Eno originally described the purpose of ambient music as a way of tinting the environment. Now our environment is so saturated with sound, the problem lies in selecting from the swamp. As a pioneer of recording studio and synthesizer experiments, he has often criticised technology for its emphasis on increasing options at the expense of usability. Musically, however, Eno is inspired by trends which have resulted from technological advances.
Last year he was poised to release an album called My Squelchy Life. At the last moment, the release plans were scrapped. Taking the two oddest but most promising tracks from My Squelchy Life, Eno began again.
Records are scrapped and re-started frequently, usually because artists fail to connect with their muse, yet few are abandoned with Eno's honest appreciation that what he had produced could be pushed into far more challenging areas.
Nerve Net sounds like the work of a revitalised man, a diagnosis which Eno cheerfully admits. "One reason was purely technical," he explains. The CD format is a way of fitting varying lengths of music onto discs. It allows listeners the choice of programming their preferences, deleting the tracks they dislike and re-ordering the sequence of the ones they choose to hear.
"When it was vinyl," he says, "you assumed that people were going to listen all the way through. You tend to think you've got to make a coherent listening experience. It made record-making less and less fun for me, because it meant that one tended to censor the things that were nuttier and less well-formed in favour of the things that were more acceptable."
He relates the second reason for his revitalisation with some amusement. "I suddenly discovered myself to be a post-modernist," he jokes, "in the sense that I was noticing myself more and more interested by the whole re-mixing scene." One example of this new interest was Eno's re-mix of EMF's "Unbelievable" for an Aids benefit project, while his first single from the new album, "Fractal Zoom", is available in at least seven versions.
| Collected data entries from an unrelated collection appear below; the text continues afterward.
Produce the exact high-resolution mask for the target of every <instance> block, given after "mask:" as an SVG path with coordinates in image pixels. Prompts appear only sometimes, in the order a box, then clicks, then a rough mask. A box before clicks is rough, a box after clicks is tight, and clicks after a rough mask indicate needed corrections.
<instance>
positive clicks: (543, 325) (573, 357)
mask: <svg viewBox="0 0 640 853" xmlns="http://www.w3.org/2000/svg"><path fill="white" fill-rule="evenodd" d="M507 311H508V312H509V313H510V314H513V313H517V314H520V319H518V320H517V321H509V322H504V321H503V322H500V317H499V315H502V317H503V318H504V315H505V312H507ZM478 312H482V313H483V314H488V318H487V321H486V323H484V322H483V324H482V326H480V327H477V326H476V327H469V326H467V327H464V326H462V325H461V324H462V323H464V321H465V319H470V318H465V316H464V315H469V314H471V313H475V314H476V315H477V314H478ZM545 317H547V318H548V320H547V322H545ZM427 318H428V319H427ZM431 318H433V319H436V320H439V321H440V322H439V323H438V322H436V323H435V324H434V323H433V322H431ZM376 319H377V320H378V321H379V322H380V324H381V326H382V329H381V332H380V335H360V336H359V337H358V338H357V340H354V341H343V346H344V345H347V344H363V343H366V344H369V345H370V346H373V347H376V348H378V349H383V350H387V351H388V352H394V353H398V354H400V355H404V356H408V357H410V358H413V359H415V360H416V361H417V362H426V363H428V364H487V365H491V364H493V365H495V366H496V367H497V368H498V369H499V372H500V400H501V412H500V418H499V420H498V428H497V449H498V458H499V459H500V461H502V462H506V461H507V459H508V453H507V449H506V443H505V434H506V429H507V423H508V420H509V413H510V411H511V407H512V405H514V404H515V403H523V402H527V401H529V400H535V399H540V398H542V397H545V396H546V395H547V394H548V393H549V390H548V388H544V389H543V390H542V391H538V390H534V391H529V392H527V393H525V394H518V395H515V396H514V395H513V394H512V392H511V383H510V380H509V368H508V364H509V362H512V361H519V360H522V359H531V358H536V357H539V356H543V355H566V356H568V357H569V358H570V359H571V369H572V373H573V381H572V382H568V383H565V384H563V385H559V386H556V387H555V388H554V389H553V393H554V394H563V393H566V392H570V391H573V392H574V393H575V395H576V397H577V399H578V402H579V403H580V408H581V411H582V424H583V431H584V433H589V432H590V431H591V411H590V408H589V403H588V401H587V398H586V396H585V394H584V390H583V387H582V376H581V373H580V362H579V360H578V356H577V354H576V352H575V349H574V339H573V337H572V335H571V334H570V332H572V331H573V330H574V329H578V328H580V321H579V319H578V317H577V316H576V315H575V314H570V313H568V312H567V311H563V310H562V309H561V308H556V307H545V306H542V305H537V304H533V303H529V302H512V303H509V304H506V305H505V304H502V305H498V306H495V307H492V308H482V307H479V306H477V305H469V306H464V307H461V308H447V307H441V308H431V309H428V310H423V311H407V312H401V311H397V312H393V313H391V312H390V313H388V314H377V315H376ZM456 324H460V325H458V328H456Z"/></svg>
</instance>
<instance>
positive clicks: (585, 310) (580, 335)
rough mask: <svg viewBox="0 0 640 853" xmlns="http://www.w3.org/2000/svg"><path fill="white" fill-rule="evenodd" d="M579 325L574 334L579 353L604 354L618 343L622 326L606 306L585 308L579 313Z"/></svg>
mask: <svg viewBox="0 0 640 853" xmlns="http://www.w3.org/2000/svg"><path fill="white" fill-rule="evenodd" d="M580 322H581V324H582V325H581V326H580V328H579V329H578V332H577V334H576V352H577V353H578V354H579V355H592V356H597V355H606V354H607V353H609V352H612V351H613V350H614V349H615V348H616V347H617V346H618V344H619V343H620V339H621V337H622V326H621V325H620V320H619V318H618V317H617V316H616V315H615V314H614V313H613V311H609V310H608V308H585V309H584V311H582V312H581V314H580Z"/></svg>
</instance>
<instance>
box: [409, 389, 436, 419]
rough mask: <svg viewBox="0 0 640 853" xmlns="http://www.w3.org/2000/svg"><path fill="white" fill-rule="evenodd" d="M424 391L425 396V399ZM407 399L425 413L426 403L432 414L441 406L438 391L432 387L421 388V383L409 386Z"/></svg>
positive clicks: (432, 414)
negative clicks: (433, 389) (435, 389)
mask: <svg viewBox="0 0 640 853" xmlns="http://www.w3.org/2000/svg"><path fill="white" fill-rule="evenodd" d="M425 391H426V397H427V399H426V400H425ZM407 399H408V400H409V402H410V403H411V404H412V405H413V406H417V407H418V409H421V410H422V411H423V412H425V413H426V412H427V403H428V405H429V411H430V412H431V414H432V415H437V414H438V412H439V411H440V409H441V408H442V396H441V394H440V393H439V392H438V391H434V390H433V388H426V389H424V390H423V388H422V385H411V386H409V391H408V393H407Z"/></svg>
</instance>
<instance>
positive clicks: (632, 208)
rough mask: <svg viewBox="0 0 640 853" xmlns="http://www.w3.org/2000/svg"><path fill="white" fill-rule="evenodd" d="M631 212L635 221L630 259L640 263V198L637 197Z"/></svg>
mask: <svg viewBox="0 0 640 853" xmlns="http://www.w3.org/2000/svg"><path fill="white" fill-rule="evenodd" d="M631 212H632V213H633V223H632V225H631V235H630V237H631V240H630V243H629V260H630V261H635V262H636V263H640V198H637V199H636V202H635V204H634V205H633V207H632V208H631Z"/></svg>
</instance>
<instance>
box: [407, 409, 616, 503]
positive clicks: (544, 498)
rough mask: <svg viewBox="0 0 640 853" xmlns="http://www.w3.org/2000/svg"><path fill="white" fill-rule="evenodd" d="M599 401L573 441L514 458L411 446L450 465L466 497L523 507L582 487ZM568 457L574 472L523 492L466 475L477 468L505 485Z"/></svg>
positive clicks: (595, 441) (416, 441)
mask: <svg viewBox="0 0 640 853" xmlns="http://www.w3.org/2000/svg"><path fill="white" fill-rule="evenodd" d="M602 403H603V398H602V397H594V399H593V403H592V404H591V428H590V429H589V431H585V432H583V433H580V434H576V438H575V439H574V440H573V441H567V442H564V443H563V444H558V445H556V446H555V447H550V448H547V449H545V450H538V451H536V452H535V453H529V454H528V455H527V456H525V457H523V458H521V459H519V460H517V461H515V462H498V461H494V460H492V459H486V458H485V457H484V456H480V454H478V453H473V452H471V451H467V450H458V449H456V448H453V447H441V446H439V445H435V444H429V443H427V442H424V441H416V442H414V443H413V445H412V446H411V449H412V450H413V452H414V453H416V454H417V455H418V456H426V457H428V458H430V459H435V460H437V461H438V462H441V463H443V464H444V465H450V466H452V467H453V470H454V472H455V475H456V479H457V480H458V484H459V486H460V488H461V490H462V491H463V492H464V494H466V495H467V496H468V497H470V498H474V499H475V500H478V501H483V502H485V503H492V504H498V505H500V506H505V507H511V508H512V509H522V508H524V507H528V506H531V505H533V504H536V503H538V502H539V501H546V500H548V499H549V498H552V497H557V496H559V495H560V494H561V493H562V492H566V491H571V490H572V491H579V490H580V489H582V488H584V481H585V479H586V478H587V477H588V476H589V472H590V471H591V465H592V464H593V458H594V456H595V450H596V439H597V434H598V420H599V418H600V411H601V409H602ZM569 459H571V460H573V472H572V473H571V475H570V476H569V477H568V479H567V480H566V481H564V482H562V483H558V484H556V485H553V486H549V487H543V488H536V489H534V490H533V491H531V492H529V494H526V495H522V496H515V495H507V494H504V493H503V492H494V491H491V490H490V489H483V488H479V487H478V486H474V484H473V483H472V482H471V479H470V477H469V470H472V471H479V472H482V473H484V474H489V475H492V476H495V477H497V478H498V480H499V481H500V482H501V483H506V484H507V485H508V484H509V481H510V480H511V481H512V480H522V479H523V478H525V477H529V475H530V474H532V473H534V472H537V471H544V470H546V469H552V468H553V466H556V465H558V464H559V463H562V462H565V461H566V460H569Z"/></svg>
Remixing, by which original tapes are reworked and reissued in forms that can sometimes be totally unconnected to their source, has the effect of distancing musicians from their creations and eroding the concept of a finished, perfect art work. Such controversial notions lie at the heart of so much of the anxiety which surrounds current cultural debate.
But far from being worried by the possible consequences of artists becoming catalysts rather than authors, possibly losing ownership of their work in the process, Eno is as enthusiastic as ever. "I think," he says, smiling with the wicked glee of a man who is already anticipating ways of avoiding this fate, "that's a terribly exciting and modern idea."
Nerve Net is released by Warner Brothers on Monday.